Bologna. Gli occhi dei vigilantes aiuteranno la polizia

22/05/2007
    martedì 22 maggio 2007

      Pagina IV – Bologna

        L’ACCORDO

          Protocollo tra la questura e le organizzazioni delle guardie giurate

            Gli occhi dei vigilantes aiuteranno la polizia

              Non avranno compiti operativi

                ALESSANDRO CORI

                «Guardare e riferire» se qualcosa non va. Solo questo, perché a intervenire ci pensa la polizia. Niente nuovi sceriffi o pattuglianti, ma dal primo giugno ci saranno seicento occhi in più a vigilare su Bologna e provincia. Trecento guardie giurate private collaboreranno infatti in modo più stretto con i poliziotti, grazie a un collegamento telefonico diretto fra le centrali operative degli istituti di vigilanza e quella del 113. Una soluzione per aumentare il livello di sicurezza, in un momento particolarmente delicato per la città.

                Dopo averlo annunciato dieci giorni fa alla festa della Polizia, ieri il Questore Francesco Cirillo ha firmato il protocollo "Un occhio in più sulla città" con sei istituti di vigilanza privata: Coopservice, La Patria, Securitas, La Ronda, Sicurbologna e Battistolli. «A Bologna c´è fermento e accadono parecchi fatti che hanno impressionato non solo l´opinione pubblica – ha detto Cirillo – ma anche gli amministratori e noi che abbiamo la responsabilità della sicurezza». Le pattuglie degli istituti di vigilanza, normalmente impegnate a vigilare banche, aziende e furgoni per il trasporto valori, garantiranno ogni giorno la presenza di circa 300 uomini, ventiquattrore su ventiquattro, che daranno una mano alla polizia affinché tutto fili liscio nel capoluogo. «E´ un protocollo innovativo, il primo di questo genere in Italia. Nessuna confusione di ruoli però – ha precisato il Questore, sgomberando il campo su possibili polemiche – le forze di polizia sono le uniche autorizzate a poter intervenire. E´ un lavoro in più che è richiesto agli istituti di vigilanza, ma solo dal punto di vista "visivo"» ha aggiunto, spiegando che le guardie continueranno a fare il loro lavoro, impegnandosi solo a segnalare in tempo reale eventuali reati o situazioni sospette. Un lavoro da "sentinelle", insomma. «L´intervento coattivo è un compito demandato unicamente alle forze dell´ordine – ribadisce – alle guardie giurate si chiede solo di guardare e riferire». Precisazione d´obbligo, dopo le polemiche scoppiate in città in seguito all´inchiesta della Procura su alcuni pattuglianti cittadini, accusati di aver picchiato a fianco delle forze dell´ordine i no global nel corso di manifestazioni di piazza.
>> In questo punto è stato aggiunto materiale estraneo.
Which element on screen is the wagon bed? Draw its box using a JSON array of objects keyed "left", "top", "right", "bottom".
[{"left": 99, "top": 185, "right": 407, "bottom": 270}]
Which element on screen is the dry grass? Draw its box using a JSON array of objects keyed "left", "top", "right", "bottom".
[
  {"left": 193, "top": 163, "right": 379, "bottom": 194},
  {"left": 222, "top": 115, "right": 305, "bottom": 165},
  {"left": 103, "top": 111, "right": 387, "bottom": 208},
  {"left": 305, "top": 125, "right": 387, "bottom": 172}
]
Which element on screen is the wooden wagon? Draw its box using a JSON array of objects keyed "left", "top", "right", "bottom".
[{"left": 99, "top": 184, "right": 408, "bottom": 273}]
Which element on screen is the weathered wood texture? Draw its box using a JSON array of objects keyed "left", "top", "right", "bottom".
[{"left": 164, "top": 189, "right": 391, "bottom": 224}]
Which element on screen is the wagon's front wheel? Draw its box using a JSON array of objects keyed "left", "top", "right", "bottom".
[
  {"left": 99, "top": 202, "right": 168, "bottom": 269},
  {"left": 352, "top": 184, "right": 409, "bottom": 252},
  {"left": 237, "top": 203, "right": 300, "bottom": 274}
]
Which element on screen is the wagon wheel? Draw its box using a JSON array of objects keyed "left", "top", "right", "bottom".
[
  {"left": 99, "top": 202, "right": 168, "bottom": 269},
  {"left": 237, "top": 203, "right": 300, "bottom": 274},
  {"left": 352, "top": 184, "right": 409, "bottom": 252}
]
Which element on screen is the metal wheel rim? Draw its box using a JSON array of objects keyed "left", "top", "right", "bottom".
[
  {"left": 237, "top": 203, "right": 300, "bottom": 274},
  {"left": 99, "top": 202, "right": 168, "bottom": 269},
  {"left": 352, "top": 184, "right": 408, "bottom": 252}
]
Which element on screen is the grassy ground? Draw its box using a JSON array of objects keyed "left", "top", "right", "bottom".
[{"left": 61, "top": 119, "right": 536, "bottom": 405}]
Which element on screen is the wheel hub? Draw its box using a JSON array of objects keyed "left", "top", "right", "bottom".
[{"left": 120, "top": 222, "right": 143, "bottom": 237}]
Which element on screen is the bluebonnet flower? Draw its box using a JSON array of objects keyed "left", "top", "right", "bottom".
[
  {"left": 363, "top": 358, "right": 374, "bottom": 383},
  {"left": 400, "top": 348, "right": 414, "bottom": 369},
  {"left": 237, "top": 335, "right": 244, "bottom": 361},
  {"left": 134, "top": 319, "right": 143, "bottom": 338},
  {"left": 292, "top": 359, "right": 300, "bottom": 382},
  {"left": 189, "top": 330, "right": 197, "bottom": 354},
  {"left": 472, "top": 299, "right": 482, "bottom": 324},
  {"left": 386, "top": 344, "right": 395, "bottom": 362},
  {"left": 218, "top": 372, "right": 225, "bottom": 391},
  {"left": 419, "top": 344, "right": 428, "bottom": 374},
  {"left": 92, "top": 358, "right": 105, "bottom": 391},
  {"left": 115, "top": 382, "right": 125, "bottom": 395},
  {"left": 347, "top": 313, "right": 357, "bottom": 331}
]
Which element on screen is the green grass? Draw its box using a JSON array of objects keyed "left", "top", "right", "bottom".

                La novità dell´accordo è rappresentata da un collegamento diretto, sia telefonico che telematico, fra le centrali operative dei sei istituti e quella della polizia. L´allestimento delle nuove linee telefoniche è a spese delle società private, e senza costi per la collettività. Il progetto è sperimentale, e durerà sei mesi. Una persona sospetta, una macchina che passa sette volte nello stesso posto, sopralluoghi di possibili rapinatori: sono queste le informazioni "a portata d´occhio" dei vigilantes e che possono essere utili alla polizia. «Se funzionerà – ha concluso il Questore – si potrà allargare anche ad altre forze dell´ordine, e perché no, a livello nazionale». Un rapporto di collaborazione tra polizia e istituti di vigilanza privata del resto già esisteva. E a questo proposito Cirillo ha ricordato la recente cattura del giovane Gianluca Vallini, in carcere per l´assassinio del nonno, l´imprenditore Giancarlo Orbellanti, resa possibile in tempi stretti grazie alla segnalazione di una guardia giurata, che aveva annotato la targa dello scooter del ragazzo, poi reo confesso del delitto.